結果的にすごく早い段階で自分の美的感覚は黒髪主義になってしまって、 無理に自分の美的欲求をコントロールする必要もなくなった。 なんて好都合。
だからあとは白くなって行くのを待つのみ。
早くなりたいのに。
出始めはきっと誰もが気にするのだと思う。
でもそれをやっとの思いで通り越したら、
人為的に脱色したのでは到底辿り着けない 見事なグレイヘアーが出現する。
黒からの脱色では、 絶対に無理だと思う。
近いところまで行けたとしても、 やはりわずかに黄ばんでいるし、 頭皮や毛髪にかかる強力な薬剤の負担が計り知れない。
だからやっぱり白髪は素晴らしい個性だと思う。
どんなに欲しくても、 若い段階では選ばれた人にしか与えられない。
おばあちゃんと言わずとも、 中年過ぎくらいからすでに 自分のビジョンがある。
白髪を白髪のままにして、 量の多いロングヘアーを真ん中分けにして、 後ろでひとつに結う。

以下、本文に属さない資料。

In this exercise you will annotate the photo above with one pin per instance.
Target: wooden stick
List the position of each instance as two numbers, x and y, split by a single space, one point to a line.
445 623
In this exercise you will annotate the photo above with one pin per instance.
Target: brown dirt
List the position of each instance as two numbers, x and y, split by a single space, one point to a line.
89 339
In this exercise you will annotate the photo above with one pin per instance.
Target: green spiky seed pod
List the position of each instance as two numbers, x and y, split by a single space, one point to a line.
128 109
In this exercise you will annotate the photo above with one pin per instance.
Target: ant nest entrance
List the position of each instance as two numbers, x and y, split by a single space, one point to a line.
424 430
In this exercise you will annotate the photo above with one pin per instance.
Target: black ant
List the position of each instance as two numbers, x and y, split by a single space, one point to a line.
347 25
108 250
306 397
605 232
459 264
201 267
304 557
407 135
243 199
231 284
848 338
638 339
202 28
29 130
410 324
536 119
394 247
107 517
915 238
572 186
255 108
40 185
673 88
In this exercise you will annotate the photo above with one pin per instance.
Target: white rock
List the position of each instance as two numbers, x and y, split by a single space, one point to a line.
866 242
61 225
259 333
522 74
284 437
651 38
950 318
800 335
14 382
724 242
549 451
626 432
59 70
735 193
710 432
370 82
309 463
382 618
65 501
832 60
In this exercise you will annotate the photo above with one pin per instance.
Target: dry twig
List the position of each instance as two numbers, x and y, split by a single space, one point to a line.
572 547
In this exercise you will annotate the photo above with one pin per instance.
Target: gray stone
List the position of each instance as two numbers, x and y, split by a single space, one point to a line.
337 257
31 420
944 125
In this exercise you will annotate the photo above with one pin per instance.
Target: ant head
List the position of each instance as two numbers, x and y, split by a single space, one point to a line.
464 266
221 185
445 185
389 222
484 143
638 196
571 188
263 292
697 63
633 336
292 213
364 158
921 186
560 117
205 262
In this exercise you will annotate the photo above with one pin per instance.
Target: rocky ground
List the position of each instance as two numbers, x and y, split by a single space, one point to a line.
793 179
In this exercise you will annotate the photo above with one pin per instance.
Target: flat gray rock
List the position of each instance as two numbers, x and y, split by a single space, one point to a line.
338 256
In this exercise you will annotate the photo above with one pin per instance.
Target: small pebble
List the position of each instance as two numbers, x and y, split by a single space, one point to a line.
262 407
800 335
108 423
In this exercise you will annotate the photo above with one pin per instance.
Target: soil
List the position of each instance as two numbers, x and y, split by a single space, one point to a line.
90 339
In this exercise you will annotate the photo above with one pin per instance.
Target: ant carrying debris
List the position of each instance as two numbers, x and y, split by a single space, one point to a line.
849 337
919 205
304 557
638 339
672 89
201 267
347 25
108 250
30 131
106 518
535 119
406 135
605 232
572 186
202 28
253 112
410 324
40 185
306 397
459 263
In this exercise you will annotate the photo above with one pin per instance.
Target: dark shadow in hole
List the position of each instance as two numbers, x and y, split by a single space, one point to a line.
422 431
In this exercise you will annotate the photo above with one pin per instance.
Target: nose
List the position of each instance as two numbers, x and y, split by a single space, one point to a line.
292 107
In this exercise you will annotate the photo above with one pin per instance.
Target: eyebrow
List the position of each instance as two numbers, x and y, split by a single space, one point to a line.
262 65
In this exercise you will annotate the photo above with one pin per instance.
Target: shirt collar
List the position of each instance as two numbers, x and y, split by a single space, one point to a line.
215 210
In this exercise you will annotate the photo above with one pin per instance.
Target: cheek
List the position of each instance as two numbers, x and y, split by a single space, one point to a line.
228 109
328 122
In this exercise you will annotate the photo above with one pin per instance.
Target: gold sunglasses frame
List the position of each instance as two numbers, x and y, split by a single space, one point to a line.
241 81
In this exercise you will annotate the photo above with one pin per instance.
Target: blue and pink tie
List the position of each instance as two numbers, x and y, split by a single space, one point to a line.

それは艶のある真っすぐなポニーテールではなく、 もあもあした質感のものすごい太い毛束。
そんな魔女のようになりたい。
これが意外に万能なのだと思う。
古民家風家屋の台所でかっぽうぎを着た日本的なおばあちゃんでもかわいいし、 少しアメリカを感じるカントリーおばあちゃんにもよく合う。
画伯の休日のような ボーダーカットソーを着たヨーロッパの港町が似合うマリンガールおばちゃんでも素敵だし、
アルネブックス 「 大人のおしゃれ 」 に出てきそうな 全身モノトーンのギャルソンで固めたような凛としたおしゃれおばさんでもいい。
そして時々ばさっと全部髪を下ろし、 ドレスを着て、 ほんとに魔女になる。
その出で立ちで歌うのか、 はたまたカードや水晶玉を自在に操るのか。
時に妖しい、 すてきなNEOばあちゃんになりたい。
日常に戻ればまた長靴をはいて土いじりしたり野菜を干したりするような 不思議なおばあちゃんに。
実際のところ
「 肉は食べるな 」 と言っている若杉友子おばあちゃんが白髪一本なく黒黒としているように、
ゆるヴィーガン・マクロビアンである私も一向に白髪になってくれないんじゃなかろうか・・・
いいんだか よくないんだか。
年をとるのがたのしみ。
老いていくのが怖くないって、 すごく大きな財産のように思う。
ただ年をとっただけの、 変わらぬ笑顔で笑っていたい。